Jacob Sullum thinks proposed marijuana taxes will be too high. Mark Kleiman thinks they’ll be too low.

I’ll let you read the two competing pieces and see where you think reality will land. I haven’t studied the tax proposals enough to have a prediction. I will say that I’m not personally opposed to a cannabis tax, in large part because it’ll make it harder to reverse legalization once governments get a taste. But it’s important that taxes be low enough to encourage people to quickly switch to legal channels.

In trying to decide between the two, you can’t really be faulted for questioning the reliability of Kleiman’s arguments, given the petty and petulant way Mark deals with people who have a different opinion.

Once again, Mark trots out the tired and offensive “you must be smoking” ad hominem:

“Anyone who’s worried about the price of cannabis is spending far too much time stoned.”

[Update: Mark explains his use of this argument in comments.
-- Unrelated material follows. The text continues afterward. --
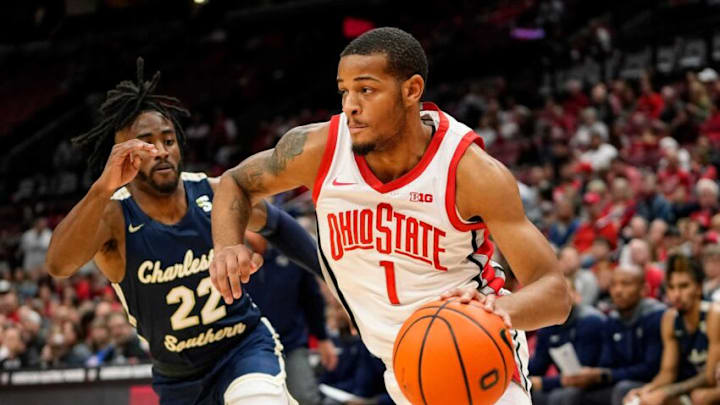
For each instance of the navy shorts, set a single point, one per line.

Though not obvious, I can see how it could be read that way.]

It’s a ridiculous argument device that he uses to a bizarre extent.

Later on, he tries to “refute” Sullum in advance by attacking libertarianism in general.

Naturally, true-believing libertarians insist that cannabis legalization be done in the way likely to generate bad outcomes. Taxes BAD! Regulations BAD! “Commercial speech” is SACRED! The free market FOREVER! And of course drug abuse is a merely imaginary problem, so cannabis is just an ordinary commodity that the market will handle perfectly.

Again, a common Kleiman technique – refer to differences of opinion regarding how policy will work as opponents’ desiring a bad outcome. I’ve never heard a libertarian say that drug abuse is an imaginary problem – they just disagree with Kleiman regarding the best way to deal with it.

The slogan at the “Reality-Based Community” is “Everyone is entitled to his own opinion, but not his own facts.” What they don’t say is that Kleiman treats his opinions as if they were facts.